D Air-Gapped RStudio Package Manager

RStudio Package Manager communicates with a RStudio CRAN service to access CRAN packages and metadata. In offline environments, it is possible to directly download the necessary data from the RStudio CRAN service and then copy it to an offline RStudio Package Manager server.

This guide includes 3 sections:

  • Instructions for an initial air-gapped setup (D.1)
  • Instructions for performing regular updates (D.2)
  • Instructions for upgrading RStudio Package Manager in an air-gapped environment (D.3)

D.1 Initial Setup

  1. Install the AWS CLI tools in an online machine. Confirm by running aws help.

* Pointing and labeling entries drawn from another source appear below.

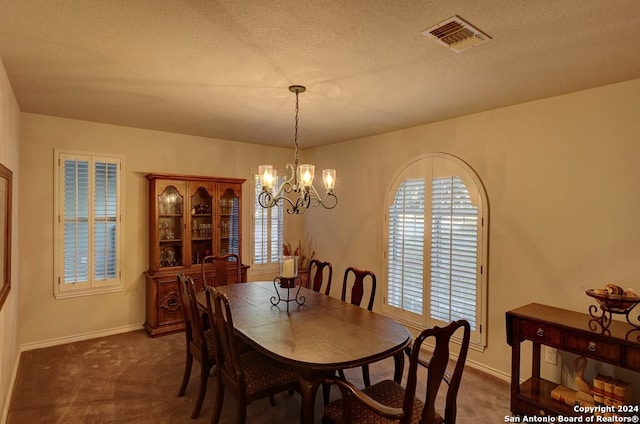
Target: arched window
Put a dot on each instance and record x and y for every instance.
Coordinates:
(436, 227)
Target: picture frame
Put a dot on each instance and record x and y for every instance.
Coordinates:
(6, 189)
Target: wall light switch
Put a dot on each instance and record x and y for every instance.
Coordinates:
(550, 355)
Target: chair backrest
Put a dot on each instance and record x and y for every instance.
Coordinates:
(355, 278)
(320, 274)
(221, 266)
(193, 329)
(437, 370)
(221, 321)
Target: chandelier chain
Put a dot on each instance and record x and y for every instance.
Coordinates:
(295, 135)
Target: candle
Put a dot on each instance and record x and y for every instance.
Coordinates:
(288, 269)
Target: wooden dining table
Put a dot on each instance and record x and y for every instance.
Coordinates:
(317, 338)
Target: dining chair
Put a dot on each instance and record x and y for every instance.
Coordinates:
(388, 400)
(221, 266)
(200, 343)
(356, 279)
(248, 376)
(320, 274)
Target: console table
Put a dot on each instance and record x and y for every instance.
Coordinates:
(568, 331)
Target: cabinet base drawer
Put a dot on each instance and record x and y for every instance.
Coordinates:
(541, 333)
(596, 349)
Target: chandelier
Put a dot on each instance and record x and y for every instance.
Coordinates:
(297, 191)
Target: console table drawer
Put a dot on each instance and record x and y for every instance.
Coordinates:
(603, 350)
(541, 333)
(632, 360)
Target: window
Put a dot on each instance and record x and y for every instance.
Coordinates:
(88, 224)
(436, 230)
(268, 231)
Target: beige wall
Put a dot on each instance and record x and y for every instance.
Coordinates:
(9, 347)
(560, 173)
(562, 179)
(45, 320)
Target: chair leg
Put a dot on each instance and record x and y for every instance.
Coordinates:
(326, 393)
(202, 390)
(365, 376)
(219, 400)
(241, 412)
(187, 373)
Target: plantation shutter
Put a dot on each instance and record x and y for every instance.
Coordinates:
(88, 216)
(105, 220)
(268, 229)
(454, 240)
(76, 221)
(406, 247)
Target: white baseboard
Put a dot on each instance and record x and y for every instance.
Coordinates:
(79, 337)
(12, 383)
(489, 370)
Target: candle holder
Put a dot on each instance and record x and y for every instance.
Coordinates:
(288, 279)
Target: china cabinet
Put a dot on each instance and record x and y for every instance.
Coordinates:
(190, 218)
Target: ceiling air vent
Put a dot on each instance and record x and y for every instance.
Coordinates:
(457, 34)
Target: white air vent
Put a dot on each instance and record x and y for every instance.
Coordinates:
(457, 34)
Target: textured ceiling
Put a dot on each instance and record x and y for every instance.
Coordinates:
(221, 68)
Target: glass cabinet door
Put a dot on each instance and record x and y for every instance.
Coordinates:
(201, 225)
(229, 210)
(170, 219)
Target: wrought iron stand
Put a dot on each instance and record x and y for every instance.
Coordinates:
(288, 283)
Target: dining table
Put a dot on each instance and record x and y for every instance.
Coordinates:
(317, 337)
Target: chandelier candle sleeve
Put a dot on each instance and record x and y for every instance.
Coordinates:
(329, 177)
(267, 176)
(307, 173)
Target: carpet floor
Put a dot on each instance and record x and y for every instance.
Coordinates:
(132, 378)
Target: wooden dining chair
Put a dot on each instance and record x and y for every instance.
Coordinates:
(248, 376)
(356, 279)
(221, 266)
(388, 400)
(320, 275)
(200, 343)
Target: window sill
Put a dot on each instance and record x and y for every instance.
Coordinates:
(87, 292)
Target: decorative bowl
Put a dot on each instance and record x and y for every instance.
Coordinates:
(620, 304)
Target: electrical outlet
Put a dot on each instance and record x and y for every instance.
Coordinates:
(550, 355)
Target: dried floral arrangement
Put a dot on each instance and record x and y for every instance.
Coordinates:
(304, 252)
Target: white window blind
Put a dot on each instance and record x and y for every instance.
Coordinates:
(268, 229)
(454, 240)
(436, 246)
(88, 216)
(406, 247)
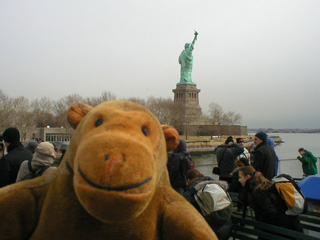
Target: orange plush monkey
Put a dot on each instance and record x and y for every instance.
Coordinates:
(112, 184)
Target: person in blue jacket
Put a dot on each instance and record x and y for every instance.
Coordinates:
(309, 162)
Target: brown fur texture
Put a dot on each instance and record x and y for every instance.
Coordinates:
(112, 184)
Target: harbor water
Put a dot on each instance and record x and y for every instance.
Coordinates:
(287, 152)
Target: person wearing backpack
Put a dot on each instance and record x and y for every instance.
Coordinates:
(266, 202)
(220, 220)
(309, 162)
(226, 156)
(40, 164)
(178, 165)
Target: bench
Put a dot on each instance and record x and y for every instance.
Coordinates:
(310, 222)
(244, 228)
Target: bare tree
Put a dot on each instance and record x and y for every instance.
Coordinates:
(6, 113)
(105, 97)
(219, 117)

  2. Run the command rspm air-gap in the offline RStudio Package Manager server. See 6 for more information about the rspm commands.

The air-gap command will print information and output a command similar to:

MAJOR=`curl https://rspm-sync-staging.rstudio.com/v2/version.txt`; \
echo "aws s3 sync --no-sign-request --exclude=* --include=v2/version.txt \
--include=v2/${MAJOR}/* s3://rstudio-pm-sync/ ./"
  1. In the online machine, create a new directory, e.g cran-data. Copy the command from step 2 and run it from within the directory on the online machine. A new command will be printed starting with aws s3 sync. Copy the entire output and run it in the the same location. The sequence of input and output looks like:
# Input:
MAJOR=`curl https://rspm-sync-staging.rstudio.com/v2/version.txt`; \
echo "aws s3 sync --no-sign-request --exclude=* --include=v2/version.txt \
--include=v2/${MAJOR}/* s3://rstudio-pm-sync/ ./"

# Output:
aws s3 sync --no-sign-request --exclude=* --include=v2/version.txt \
--include=v2/2/* s3://rstudio-pm-sync/ ./

# Input:
aws s3 sync --no-sign-request --exclude=* --include=v2/version.txt \
--include=v2/2/* s3://rstudio-pm-sync/ ./

These steps will begin the download which includes 50+ GB of data and may take some time to complete.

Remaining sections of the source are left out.